From John 3 we got the phrase “born again” …and the phrase has been flogged ad nauseum (I want to ban it) but we miss the point that Nicodemus misunderstood what Jesus said. The Greek is a pun, Jesus said “born from above” whereas Nicodemus thought he said “born again” and that’s what the exchange is about. The misunderstanding is almost humorous, like the “cute” stories we tell about kids who say something that’s funny only because we’re glimpsing something through their eyes about how they see the world when they haven’t had some particular aspect explained to them yet.
Why get into this here? Because I think it reveals something about how we see the gospel. “Born again” implies something is redone, remade, rebirthed, and that’s the main point.

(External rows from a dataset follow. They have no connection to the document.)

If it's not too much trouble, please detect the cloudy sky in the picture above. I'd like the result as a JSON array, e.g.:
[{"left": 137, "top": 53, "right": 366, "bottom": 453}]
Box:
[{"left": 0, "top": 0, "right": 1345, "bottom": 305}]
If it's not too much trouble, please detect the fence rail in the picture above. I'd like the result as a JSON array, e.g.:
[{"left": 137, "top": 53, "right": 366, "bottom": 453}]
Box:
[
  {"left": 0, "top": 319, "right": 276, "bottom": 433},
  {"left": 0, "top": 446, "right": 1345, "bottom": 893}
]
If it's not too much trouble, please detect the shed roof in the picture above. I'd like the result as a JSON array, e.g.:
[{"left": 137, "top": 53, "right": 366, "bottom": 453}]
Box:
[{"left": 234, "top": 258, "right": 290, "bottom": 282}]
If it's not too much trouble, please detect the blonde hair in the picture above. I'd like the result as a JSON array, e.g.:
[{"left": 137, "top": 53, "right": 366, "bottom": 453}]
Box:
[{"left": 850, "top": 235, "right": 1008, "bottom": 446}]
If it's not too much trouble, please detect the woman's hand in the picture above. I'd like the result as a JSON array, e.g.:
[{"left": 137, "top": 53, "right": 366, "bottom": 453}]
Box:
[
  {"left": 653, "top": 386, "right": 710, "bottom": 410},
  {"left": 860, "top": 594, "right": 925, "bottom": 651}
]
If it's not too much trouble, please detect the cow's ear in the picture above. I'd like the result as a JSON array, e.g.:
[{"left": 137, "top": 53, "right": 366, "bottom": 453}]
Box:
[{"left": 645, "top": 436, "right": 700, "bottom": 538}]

Without saying that’s false, what “born from above” implies is a shift in perspective to an above / below one (a theme in John’s Gospel) where we are relating to God, the one who came from above. (Whereas the other Gospels show how Jesus was born of human lineage but was God and ascended to Heaven, in John Jesus is the pre-existent Word that came down from above… this gospel is written as an epiphany.) This above/below relationship is restored when we are “born from above.”
It’s about relationship, which means that the gospel is less about escaping Hell than it is about restoring relationship with Heaven.